Dated as of [            ], 2014

MEDTRONIC, INC., a Minnesota corporation (“Medtronic”), MEDTRONIC GLOBAL
HOLDINGS SCA, a partnership limited by shares (société en commandite par
actions) incorporated under the laws of the Grand-Duchy of Luxembourg having its
registered office at 1, rue du Potager, L-2347, Luxembourg, and registered with
the Luxembourg trade and companies register under the number B 191 129
(“Holdings”, and together with Medtronic, the “Borrowers” and each, a
“Borrower”), MEDTRONIC HOLDINGS LIMITED, an Irish private limited company
(“Parent”), the Lenders party hereto and BANK OF AMERICA, N.A. (“Bank of
America”), as Administrative Agent and Issuing Bank, hereby agree as follows:

PRELIMINARY STATEMENT. Medtronic, the lenders parties thereto and Bank of
America, as agent, have agreed to amend and restate that certain Credit
Agreement dated as of December 17, 2012 (the “Existing Credit Agreement”) in the
form of this Amended and Restated Credit Agreement (the “Credit Agreement”).
This Credit Agreement is effective pursuant to the Amendment and Restatement
Agreement dated as of November 7, 2014 (the “Amendment and Restatement
Agreement), among Medtronic, Holdings, Parent, the Lenders party thereto and
Bank of America as Administrative Agent and Issuing Bank, to which this Amended
and Restated Credit Agreement is attached as Annex A.

ARTICLE I

Definitions

Section 1.01. Defined Terms.

As used in this Credit Agreement, the following terms have the meanings
specified below:

“1990 Act” means the Companies Act, 1990 of Ireland, as amended.

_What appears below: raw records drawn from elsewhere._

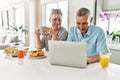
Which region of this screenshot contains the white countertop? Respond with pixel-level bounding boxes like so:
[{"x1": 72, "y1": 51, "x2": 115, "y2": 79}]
[{"x1": 0, "y1": 52, "x2": 120, "y2": 80}]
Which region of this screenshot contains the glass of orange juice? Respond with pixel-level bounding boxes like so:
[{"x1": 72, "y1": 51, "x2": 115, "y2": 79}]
[
  {"x1": 100, "y1": 53, "x2": 110, "y2": 69},
  {"x1": 18, "y1": 49, "x2": 24, "y2": 58}
]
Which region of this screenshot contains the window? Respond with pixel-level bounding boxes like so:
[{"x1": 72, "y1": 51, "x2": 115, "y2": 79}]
[
  {"x1": 13, "y1": 5, "x2": 25, "y2": 42},
  {"x1": 97, "y1": 12, "x2": 120, "y2": 33},
  {"x1": 44, "y1": 0, "x2": 68, "y2": 29}
]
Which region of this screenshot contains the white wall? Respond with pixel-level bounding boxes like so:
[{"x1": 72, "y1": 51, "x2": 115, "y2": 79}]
[{"x1": 68, "y1": 0, "x2": 95, "y2": 27}]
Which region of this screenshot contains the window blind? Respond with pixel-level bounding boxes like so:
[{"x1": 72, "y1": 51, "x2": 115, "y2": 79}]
[{"x1": 40, "y1": 0, "x2": 63, "y2": 4}]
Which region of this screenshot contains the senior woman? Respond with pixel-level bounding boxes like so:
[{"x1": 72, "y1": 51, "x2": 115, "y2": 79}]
[{"x1": 35, "y1": 9, "x2": 68, "y2": 51}]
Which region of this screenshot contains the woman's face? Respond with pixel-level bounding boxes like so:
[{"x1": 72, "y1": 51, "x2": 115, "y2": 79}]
[{"x1": 50, "y1": 16, "x2": 62, "y2": 28}]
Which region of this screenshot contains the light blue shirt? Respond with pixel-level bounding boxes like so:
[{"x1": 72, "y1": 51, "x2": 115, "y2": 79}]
[{"x1": 67, "y1": 25, "x2": 109, "y2": 56}]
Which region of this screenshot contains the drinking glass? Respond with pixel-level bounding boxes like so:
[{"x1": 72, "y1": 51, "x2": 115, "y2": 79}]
[
  {"x1": 100, "y1": 53, "x2": 110, "y2": 69},
  {"x1": 18, "y1": 49, "x2": 24, "y2": 58}
]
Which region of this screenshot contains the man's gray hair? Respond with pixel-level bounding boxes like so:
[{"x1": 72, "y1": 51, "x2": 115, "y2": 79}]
[
  {"x1": 76, "y1": 8, "x2": 90, "y2": 16},
  {"x1": 50, "y1": 9, "x2": 62, "y2": 18}
]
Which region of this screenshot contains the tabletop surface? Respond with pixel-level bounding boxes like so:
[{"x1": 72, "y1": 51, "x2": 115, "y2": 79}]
[{"x1": 0, "y1": 51, "x2": 120, "y2": 80}]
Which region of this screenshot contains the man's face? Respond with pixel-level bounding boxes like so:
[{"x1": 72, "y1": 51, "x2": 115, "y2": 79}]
[{"x1": 76, "y1": 15, "x2": 91, "y2": 35}]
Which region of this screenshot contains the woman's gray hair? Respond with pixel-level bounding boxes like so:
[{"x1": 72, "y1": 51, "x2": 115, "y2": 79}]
[
  {"x1": 76, "y1": 8, "x2": 90, "y2": 16},
  {"x1": 50, "y1": 9, "x2": 62, "y2": 19}
]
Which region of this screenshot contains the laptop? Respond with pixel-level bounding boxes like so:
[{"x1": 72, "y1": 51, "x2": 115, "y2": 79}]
[{"x1": 48, "y1": 40, "x2": 87, "y2": 68}]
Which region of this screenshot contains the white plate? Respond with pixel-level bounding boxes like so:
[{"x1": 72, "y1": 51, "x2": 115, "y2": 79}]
[
  {"x1": 28, "y1": 55, "x2": 47, "y2": 59},
  {"x1": 3, "y1": 52, "x2": 18, "y2": 57}
]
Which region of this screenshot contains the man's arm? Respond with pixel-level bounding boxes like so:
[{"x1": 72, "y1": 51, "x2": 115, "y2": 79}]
[{"x1": 87, "y1": 55, "x2": 100, "y2": 64}]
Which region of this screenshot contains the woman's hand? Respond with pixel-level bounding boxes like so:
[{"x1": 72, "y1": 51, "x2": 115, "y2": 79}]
[{"x1": 35, "y1": 29, "x2": 40, "y2": 36}]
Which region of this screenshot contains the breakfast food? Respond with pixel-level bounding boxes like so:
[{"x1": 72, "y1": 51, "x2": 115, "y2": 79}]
[
  {"x1": 29, "y1": 50, "x2": 44, "y2": 57},
  {"x1": 4, "y1": 47, "x2": 18, "y2": 54}
]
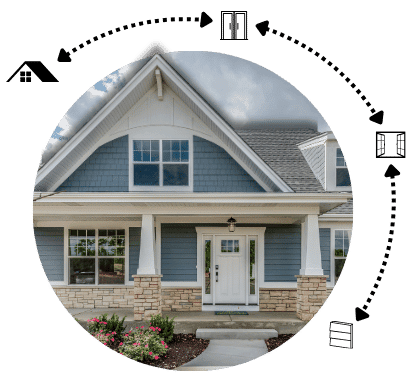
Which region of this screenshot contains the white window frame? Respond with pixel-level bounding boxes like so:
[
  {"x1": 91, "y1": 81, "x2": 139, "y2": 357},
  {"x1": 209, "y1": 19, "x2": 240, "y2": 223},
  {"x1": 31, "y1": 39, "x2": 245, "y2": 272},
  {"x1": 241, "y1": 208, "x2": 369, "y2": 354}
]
[
  {"x1": 334, "y1": 147, "x2": 350, "y2": 188},
  {"x1": 129, "y1": 135, "x2": 193, "y2": 192},
  {"x1": 65, "y1": 226, "x2": 129, "y2": 287},
  {"x1": 330, "y1": 228, "x2": 353, "y2": 286}
]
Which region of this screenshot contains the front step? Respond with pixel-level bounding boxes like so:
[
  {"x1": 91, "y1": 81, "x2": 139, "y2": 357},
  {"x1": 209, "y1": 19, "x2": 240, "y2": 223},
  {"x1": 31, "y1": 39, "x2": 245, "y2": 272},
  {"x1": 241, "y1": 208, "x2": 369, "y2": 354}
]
[{"x1": 196, "y1": 329, "x2": 278, "y2": 340}]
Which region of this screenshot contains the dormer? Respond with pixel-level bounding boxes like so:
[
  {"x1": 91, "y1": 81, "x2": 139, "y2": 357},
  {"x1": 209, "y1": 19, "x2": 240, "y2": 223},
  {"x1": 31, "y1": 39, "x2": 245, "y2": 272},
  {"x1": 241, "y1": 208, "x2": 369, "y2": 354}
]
[{"x1": 297, "y1": 131, "x2": 352, "y2": 192}]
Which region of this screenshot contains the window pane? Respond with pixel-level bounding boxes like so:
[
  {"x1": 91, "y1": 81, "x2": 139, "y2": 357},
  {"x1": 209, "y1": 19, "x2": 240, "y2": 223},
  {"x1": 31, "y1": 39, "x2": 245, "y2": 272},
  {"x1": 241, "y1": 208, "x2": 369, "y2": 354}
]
[
  {"x1": 205, "y1": 241, "x2": 211, "y2": 295},
  {"x1": 151, "y1": 150, "x2": 159, "y2": 162},
  {"x1": 143, "y1": 150, "x2": 150, "y2": 162},
  {"x1": 334, "y1": 259, "x2": 346, "y2": 283},
  {"x1": 171, "y1": 151, "x2": 180, "y2": 162},
  {"x1": 134, "y1": 141, "x2": 141, "y2": 151},
  {"x1": 249, "y1": 241, "x2": 255, "y2": 295},
  {"x1": 69, "y1": 258, "x2": 95, "y2": 284},
  {"x1": 134, "y1": 164, "x2": 159, "y2": 186},
  {"x1": 151, "y1": 141, "x2": 159, "y2": 153},
  {"x1": 171, "y1": 141, "x2": 180, "y2": 151},
  {"x1": 133, "y1": 151, "x2": 143, "y2": 162},
  {"x1": 163, "y1": 164, "x2": 189, "y2": 186},
  {"x1": 98, "y1": 258, "x2": 125, "y2": 284},
  {"x1": 180, "y1": 151, "x2": 189, "y2": 162},
  {"x1": 163, "y1": 141, "x2": 171, "y2": 153},
  {"x1": 180, "y1": 141, "x2": 189, "y2": 151},
  {"x1": 336, "y1": 168, "x2": 351, "y2": 187},
  {"x1": 142, "y1": 141, "x2": 150, "y2": 151}
]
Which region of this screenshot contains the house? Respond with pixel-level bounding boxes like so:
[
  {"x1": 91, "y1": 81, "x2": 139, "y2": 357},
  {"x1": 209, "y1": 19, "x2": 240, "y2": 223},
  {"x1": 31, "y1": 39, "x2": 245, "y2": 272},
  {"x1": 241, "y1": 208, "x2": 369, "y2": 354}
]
[{"x1": 33, "y1": 51, "x2": 353, "y2": 320}]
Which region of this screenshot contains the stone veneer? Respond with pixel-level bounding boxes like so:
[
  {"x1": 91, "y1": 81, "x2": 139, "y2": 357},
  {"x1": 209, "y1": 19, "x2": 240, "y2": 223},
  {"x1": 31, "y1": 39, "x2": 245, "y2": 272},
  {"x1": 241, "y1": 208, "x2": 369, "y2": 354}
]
[
  {"x1": 133, "y1": 275, "x2": 163, "y2": 321},
  {"x1": 295, "y1": 275, "x2": 328, "y2": 321},
  {"x1": 259, "y1": 288, "x2": 297, "y2": 312},
  {"x1": 161, "y1": 287, "x2": 202, "y2": 312},
  {"x1": 53, "y1": 286, "x2": 134, "y2": 308}
]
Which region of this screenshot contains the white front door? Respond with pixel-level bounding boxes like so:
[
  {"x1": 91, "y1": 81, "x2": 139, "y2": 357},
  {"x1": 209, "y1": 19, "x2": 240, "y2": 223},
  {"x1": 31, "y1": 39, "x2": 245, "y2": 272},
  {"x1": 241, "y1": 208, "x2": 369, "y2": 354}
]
[{"x1": 216, "y1": 236, "x2": 247, "y2": 304}]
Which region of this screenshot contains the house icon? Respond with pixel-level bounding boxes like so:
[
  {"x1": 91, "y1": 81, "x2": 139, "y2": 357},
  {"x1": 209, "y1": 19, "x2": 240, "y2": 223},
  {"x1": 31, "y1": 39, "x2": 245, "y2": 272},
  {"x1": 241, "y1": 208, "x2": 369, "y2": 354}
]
[{"x1": 6, "y1": 61, "x2": 59, "y2": 83}]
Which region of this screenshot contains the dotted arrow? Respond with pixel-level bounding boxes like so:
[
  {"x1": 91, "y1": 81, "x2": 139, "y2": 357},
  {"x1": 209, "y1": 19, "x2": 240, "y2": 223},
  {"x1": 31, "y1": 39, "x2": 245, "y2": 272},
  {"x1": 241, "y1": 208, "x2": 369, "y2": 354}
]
[
  {"x1": 56, "y1": 12, "x2": 213, "y2": 62},
  {"x1": 354, "y1": 164, "x2": 401, "y2": 322},
  {"x1": 255, "y1": 20, "x2": 385, "y2": 125}
]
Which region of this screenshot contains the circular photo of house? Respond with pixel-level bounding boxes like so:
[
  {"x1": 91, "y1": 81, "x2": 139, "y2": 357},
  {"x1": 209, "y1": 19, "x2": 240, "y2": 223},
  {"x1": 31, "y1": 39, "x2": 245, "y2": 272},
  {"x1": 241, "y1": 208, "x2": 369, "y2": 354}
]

“ABR”, when used in reference to any Loan or Borrowing, refers to whether such
Loan, or the Loans comprising such Borrowing, are bearing interest at a rate
determined by reference to the Alternate Base Rate.

“Acquisition” means the scheme of arrangement by which Covidien plc will become
a wholly owned indirect subsidiary of Parent.

“Act” means the Companies Act 1963 of Ireland, as amended.

“Administrative Agent” means Bank of America, in its capacity as administrative
agent for the Lenders hereunder, and its successors in such capacity.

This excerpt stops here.